I got a small grant from the Prince’s Trust at first that helped me get a few early materials that I needed. That then allowed BearHugs to grow organically on a small scale. Last year I then pitched at the University of Sheffield Evolve Startup Showcase event, and won a prize fund that allowed me to move the business out of my house, invest in packaging and start dealing with bigger amounts of stock which has allowed the company to continue to grow.
How quickly are you growing?
In our first year we sold just over one thousand gift boxes, by the end of our second year we are on course to have sold 5000. BearHugs has just outgrown its first office unit and we will be moving into a larger space by the end of the month. All the orders for BearHugs boxes still have to be put together and sent out for delivery. This requires a fair amount of space for stock, packaging, and enough room to actually put the boxes together. Our new office will give us enough space to have a designated ‘BearHug building station’ as well as extra room for stock, while also leaving space for the more office-y side of things. The desks, seating and space to have a nice cup of tea etc. Extra pair of hands (/paws) will mean that we can keep fulfilling orders but also have a bit of time to focus on growing the business.
How do you market the business?
One of the positives about BearHugs is that there is a small extent to which the business markets itself. As the process involves a customer sending a BearHug to a loved one, usually the recipient is a new person who is made aware of BearHugs, and our data shows that these people, happy with the box they’ve received, then very often go on to use the company themselves to send boxes on to someone else.
Aside from that, social media plays a big role and I used to run a blog that put me in touch with a network of talented and supportive people online.
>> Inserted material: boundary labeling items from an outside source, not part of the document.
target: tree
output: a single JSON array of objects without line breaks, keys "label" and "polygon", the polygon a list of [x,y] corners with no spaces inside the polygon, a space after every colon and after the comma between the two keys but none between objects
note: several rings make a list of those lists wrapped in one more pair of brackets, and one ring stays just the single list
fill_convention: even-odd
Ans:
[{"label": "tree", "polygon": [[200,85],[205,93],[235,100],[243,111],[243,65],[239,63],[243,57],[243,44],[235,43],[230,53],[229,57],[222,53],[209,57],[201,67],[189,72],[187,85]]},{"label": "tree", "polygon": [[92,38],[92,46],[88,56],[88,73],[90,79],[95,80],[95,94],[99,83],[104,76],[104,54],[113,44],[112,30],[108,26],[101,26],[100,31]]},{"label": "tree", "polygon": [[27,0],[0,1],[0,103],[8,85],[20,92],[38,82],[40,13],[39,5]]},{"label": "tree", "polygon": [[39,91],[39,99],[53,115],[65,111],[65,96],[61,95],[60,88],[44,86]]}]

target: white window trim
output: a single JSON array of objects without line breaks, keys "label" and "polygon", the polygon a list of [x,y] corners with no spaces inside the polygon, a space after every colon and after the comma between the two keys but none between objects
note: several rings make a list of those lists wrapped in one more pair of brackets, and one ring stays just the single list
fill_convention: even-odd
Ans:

I’ve found that being in contact with the sorts of people who do things that I am interested in has helped me work out the ways to in turn find the people who would be interested in the work that BearHugs is doing.
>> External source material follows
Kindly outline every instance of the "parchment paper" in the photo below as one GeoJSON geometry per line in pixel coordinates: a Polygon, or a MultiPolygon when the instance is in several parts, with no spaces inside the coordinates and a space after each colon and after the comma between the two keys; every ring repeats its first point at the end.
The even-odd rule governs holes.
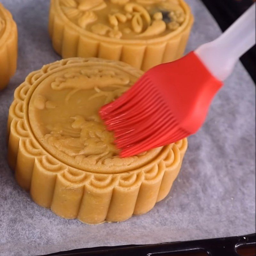
{"type": "MultiPolygon", "coordinates": [[[[48,33],[48,0],[1,1],[13,13],[19,35],[17,73],[0,92],[1,256],[255,232],[255,86],[240,63],[215,98],[204,127],[189,138],[170,194],[150,212],[123,222],[91,226],[61,219],[34,203],[6,162],[8,110],[15,88],[28,73],[60,57],[48,33]]],[[[220,33],[199,0],[188,2],[195,22],[187,52],[220,33]]]]}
What is the plan for the future?
With the new staff on board we are about to upgrade to a bigger office. We also have some new and unique designed packaging for the boxes about to come through, which I’m very excited about. We ran a poll amongst our customers to help with this, and the response was overwhelmingly positive.
Aside from that, I’m eager to continue BearHugs’ relationship with Post Pals, and focus on growing BearHugs’ social impact. From the very beginning, I’ve wanted BearHugs to be able to offer flexible employment to those who are eager to work, but perhaps can’t necessarily do a standard 9-5, due to long-term fluctuating health conditions.
What advice would you give yourself on day one?
Firstly, don’t be so hard on yourself all the time. Secondly, interact with other people who are in a similar situation trying to start businesses. They will understand the bizarre and stressful situations you’ll find yourself in, and you’ll be able to help each other, be it with advice or maybe just a cup of tea when it’s most needed.
What are you learning?
I’m only now starting to learn how to be someone’s boss. Just as I was starting to feel like I was getting to grips with running the business itself, I’m now going to have to learn how to be a good manager. It’s a totally different set of skills.
What’s the most important trait when running a business?
Being decisive. There’s always going to be a lot of people who say that things should be done a certain way. So far I’ve found that it’s important that you’re open-minded, that you listen to people who know what they’re talking about and learn as much as you can, but ultimately, it’s your business, and you have to make the decisions that you’re happy with.
What books do you recommend for other aspiring entrepreneurs?
Number one would be Talk like TED by Carmine Gallo. I’m not a natural public speaker. The first time I had to pitch BearHugs to a room full of people, I froze, couldn’t remember anything I had to say and wanted the ground to swallow me up. Before pitching BearHugs for the second time, I read this book cover to cover. I practised like mad and now might even go so far as to say I enjoy getting up in front of people to speak. Number two would probably be The Lean Startup (Eric Ries). It’s one I think about all the time.